El Informador, jueves 17 de julio, 2008.

«Una clase o un partido no se elimina sino cuando ya se ha eliminado a sí mismo» —escribió Indro Montanelli en su Historia de Roma donde he encontrado muchas analogías entre esa Roma del II siglo a.C. y nuestra realidad. Por eso me he permitido reproducir este fragmento de esa historia para que usted juzgue si tengo o no razón cuando vemos que sucede todo esto en nuestros días en el PAN, PRI o PRD.

«Todo, entonces —escribió Montanelli—, no era más que cuestión de dinero. Comprar la elección a un cargo era una operación normal y había toda una industria para procurar votos con los técnicos especializados: los intérpretes, los divisores y los embargadores.

»En la época de Lucio Cornelio Sila (138-78 a.C.), para que Pompeyo consiguiera la elección de su amigo Afranio, invitó a su palacio a los jefes de tribu y contrató sus sufragios como si estuviese comprando sacos de manzanas.
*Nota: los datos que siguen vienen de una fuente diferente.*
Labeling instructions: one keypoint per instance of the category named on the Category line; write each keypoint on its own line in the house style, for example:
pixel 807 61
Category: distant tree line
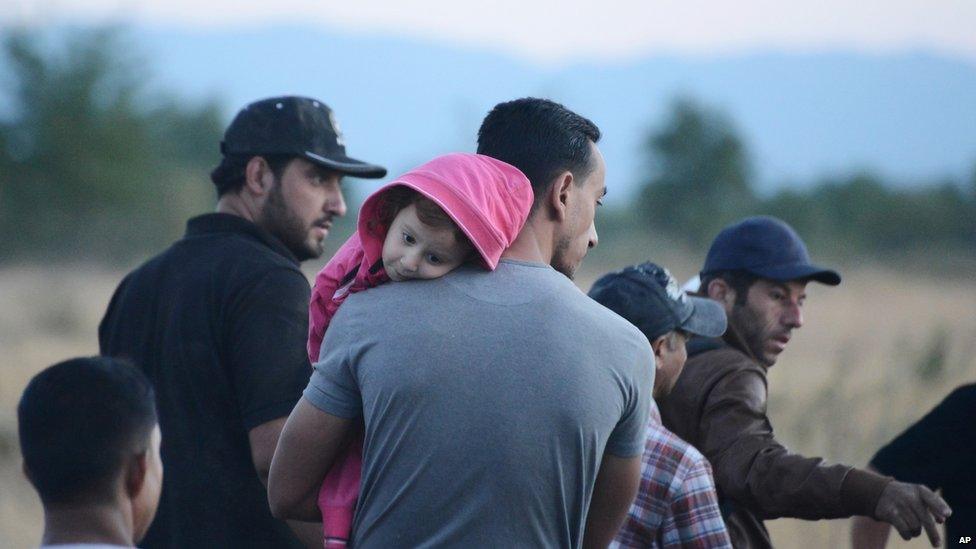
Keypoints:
pixel 702 180
pixel 93 162
pixel 96 164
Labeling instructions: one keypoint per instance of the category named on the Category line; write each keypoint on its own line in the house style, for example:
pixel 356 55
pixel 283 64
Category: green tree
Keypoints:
pixel 92 164
pixel 700 174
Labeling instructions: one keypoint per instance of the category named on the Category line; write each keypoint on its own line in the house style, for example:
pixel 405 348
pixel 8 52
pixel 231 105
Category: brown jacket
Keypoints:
pixel 719 406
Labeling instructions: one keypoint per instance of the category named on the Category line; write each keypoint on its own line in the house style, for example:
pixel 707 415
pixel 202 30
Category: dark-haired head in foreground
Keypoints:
pixel 90 441
pixel 556 149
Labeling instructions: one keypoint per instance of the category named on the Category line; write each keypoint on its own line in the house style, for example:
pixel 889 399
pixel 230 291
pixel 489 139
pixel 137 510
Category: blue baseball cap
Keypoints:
pixel 648 297
pixel 766 247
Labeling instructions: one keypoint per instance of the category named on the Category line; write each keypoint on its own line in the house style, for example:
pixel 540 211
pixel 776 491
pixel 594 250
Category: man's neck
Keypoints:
pixel 106 524
pixel 532 243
»En los tribunales ocurrían cosas peores: Léntelo Sura, absuelto por los jueces por dos votos de mayoría, dijo, dándose una palmada en la frente: «Qué mala suerte... he comprado un voto de más y ¡lo que me costó...!»

»Todo dependía del dinero y éste se había convertido en la preocupación de todos. En la burocracia había algunos, funcionarios competentes y honrados, pero la mayoría eran unos ladrones incompetentes que, por ejercer un cargo en provincia, no sólo renunciaban a los honorarios, sino que los pagaban, seguros de que en un año se resarcirían sobradamente.
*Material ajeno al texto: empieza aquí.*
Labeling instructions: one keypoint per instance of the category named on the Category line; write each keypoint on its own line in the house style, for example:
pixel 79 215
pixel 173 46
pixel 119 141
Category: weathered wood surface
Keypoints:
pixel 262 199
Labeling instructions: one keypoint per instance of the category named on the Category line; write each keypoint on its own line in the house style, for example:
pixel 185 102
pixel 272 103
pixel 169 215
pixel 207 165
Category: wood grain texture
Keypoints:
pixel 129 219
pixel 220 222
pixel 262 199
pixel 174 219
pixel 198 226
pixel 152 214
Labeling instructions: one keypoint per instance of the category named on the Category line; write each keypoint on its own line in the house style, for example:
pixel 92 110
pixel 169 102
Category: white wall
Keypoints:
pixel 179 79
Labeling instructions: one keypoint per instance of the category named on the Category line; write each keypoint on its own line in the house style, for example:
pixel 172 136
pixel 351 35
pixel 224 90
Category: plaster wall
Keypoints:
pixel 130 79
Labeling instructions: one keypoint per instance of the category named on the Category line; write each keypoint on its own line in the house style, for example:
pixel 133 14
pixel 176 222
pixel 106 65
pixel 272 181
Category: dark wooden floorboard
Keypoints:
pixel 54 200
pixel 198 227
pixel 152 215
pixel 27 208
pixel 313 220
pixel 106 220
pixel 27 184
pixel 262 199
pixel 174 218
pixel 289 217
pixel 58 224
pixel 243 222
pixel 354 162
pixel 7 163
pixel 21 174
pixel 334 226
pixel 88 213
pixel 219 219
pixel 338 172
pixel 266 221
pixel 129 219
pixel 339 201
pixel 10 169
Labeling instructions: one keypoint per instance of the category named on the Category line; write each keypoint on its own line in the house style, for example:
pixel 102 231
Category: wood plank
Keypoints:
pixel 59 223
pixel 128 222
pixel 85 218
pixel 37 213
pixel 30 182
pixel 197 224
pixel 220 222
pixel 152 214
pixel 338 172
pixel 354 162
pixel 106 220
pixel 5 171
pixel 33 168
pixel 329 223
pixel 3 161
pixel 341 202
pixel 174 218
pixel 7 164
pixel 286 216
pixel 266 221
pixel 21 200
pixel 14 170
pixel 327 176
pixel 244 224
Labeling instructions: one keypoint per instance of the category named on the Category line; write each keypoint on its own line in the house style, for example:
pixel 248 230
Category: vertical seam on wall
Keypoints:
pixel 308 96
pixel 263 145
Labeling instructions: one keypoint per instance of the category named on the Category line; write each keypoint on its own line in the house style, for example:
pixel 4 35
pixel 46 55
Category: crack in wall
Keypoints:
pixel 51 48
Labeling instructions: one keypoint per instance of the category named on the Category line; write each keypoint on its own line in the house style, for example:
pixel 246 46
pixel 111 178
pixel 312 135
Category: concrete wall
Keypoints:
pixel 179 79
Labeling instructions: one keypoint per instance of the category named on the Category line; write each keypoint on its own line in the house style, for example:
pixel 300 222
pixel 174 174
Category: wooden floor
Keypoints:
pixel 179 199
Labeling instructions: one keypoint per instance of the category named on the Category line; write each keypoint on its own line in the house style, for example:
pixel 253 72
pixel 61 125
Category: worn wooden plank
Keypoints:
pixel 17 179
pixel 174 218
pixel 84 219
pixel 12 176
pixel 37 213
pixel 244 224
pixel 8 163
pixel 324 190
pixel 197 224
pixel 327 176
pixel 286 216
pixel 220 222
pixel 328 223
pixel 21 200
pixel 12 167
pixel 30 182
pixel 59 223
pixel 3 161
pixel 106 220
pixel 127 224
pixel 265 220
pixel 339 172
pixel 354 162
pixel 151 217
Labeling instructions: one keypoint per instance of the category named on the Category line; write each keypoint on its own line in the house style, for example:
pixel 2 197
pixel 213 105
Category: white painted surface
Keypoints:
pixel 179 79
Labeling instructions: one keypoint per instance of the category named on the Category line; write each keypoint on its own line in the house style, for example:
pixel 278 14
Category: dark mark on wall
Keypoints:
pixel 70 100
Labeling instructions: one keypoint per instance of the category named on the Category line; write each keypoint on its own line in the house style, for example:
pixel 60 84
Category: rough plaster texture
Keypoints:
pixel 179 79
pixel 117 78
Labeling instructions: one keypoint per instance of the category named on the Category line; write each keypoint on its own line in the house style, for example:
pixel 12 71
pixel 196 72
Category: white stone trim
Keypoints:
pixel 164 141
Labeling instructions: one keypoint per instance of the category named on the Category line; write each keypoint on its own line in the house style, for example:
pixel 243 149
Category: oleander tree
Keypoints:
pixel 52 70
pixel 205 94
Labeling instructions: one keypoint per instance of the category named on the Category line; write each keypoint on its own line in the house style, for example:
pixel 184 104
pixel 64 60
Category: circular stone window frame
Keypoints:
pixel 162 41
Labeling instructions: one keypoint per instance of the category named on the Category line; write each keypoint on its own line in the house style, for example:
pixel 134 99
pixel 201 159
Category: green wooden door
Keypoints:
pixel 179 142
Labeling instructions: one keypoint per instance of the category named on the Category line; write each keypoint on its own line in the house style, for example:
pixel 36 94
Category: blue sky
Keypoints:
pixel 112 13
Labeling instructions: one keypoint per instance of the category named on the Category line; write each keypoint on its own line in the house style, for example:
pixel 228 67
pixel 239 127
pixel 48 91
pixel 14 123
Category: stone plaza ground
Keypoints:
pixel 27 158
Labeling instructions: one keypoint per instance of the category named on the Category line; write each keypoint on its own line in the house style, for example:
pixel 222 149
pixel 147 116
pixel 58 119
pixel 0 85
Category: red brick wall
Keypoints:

»Lo hacían con impuestos, rapiña y la venta de los habitantes de sus provincias como esclavos en el mercado internacional de Delos. Cuando le fue asignada España a César, debía algo así como unas quinientas millones de liras. En un año lo devolvió todo. Cicerón se ganó el título de «Hombre de bien» porque en su año de gobierno en Cilicia, puso a su lado sólo setenta millones de liras y, en sus cartas, lo pregonó a todos como un buen ejemplo.
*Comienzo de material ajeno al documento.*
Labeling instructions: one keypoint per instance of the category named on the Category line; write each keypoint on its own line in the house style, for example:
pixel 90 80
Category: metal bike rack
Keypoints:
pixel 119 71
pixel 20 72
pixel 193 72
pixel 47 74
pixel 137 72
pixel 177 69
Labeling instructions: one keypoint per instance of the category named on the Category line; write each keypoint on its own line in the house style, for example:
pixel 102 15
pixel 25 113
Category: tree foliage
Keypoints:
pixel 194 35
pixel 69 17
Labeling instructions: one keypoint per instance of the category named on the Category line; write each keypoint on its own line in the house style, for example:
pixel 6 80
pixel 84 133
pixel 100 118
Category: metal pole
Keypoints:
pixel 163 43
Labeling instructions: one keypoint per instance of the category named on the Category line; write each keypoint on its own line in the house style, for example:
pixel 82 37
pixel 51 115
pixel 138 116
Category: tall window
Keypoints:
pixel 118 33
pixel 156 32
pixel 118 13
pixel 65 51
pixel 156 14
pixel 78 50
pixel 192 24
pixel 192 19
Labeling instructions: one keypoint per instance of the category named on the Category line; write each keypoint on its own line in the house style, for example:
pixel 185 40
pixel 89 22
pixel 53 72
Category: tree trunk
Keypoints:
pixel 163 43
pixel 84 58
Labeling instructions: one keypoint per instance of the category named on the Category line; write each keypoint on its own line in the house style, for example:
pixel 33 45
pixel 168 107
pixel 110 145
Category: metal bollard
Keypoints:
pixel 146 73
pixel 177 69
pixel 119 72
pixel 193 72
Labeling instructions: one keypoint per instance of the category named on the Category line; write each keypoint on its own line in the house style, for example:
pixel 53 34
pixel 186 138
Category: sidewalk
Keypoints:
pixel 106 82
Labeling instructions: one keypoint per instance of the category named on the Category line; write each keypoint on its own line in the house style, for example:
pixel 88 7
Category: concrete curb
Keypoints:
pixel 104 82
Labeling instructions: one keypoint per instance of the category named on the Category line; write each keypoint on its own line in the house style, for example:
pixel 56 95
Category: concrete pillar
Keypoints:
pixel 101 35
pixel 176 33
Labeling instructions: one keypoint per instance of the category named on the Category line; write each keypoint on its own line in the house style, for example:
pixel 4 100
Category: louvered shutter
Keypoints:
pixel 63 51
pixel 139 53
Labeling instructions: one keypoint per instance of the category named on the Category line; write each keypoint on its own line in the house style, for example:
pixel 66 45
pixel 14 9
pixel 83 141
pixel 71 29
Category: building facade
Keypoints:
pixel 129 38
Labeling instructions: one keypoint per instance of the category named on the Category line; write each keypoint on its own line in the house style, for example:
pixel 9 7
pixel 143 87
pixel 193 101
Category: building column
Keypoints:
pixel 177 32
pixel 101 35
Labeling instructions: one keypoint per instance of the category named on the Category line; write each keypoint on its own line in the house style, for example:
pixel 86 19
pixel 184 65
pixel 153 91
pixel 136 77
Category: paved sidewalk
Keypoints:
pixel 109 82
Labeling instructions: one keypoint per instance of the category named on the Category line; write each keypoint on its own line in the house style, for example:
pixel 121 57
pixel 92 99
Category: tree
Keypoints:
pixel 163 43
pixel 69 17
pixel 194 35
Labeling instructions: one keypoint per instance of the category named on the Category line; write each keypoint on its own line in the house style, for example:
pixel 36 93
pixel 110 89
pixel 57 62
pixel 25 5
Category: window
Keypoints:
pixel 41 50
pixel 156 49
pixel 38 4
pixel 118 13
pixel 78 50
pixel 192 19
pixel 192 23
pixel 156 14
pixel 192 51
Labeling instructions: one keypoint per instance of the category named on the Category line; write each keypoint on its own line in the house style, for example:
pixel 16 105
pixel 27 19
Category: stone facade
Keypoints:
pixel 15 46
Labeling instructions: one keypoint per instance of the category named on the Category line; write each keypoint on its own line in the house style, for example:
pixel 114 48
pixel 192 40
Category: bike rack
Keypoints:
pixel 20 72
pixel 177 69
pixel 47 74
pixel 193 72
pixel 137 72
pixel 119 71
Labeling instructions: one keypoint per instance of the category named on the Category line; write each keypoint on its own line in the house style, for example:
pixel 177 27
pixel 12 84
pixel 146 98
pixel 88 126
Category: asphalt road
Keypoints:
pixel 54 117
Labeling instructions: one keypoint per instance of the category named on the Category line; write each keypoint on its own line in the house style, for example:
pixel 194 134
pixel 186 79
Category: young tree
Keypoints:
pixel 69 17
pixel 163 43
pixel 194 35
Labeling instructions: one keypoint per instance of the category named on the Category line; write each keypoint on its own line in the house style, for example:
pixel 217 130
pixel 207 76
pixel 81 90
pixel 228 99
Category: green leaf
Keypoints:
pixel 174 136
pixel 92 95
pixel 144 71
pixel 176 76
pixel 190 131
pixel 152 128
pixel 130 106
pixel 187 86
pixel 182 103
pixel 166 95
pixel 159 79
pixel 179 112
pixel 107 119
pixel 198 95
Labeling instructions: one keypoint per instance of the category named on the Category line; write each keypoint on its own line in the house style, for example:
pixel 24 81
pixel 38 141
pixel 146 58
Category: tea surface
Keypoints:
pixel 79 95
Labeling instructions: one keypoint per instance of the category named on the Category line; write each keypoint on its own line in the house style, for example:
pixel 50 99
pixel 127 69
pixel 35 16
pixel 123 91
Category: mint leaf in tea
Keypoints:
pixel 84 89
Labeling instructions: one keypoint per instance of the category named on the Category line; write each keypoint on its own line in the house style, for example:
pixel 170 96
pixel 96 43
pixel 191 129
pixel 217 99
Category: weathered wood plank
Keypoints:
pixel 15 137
»Los militares se comportaban mejor. De sus empresas en Oriente, Lúculo volvió a su casa millonario. Pompeyo trajo, de las mismas regiones, un botín de seis o siete mil millones par alas arcas del tesoro del Estado y quince para las de su casa en particular. Era tal la facilidad de multiplicar el capital cuando no se tenía el suficiente para comprar un cargo, los banqueros se los prestaban con un 50% de interés, aunque el Senado prohibía este tipo de usura. Se evitaban esta prohibición con algunos presta-nombres, como lo hacían algunos hombres de gran dignidad, como era Bruto asociado con unos usureros que administraban su dinero, prestándolo en esas condiciones.

»En manos de una clase dirigente corrupta, Roma aspiraba lo que ingresaba a su imperio para mantener la vida fastuosa e insolente de un grupo de sátrapas que pululaban por todo el imperio».

¿No encuentra usted paralelismos entre aquellos y los Montiel, Creel o Cota’s de nuestros días entre tantos otros miles de más?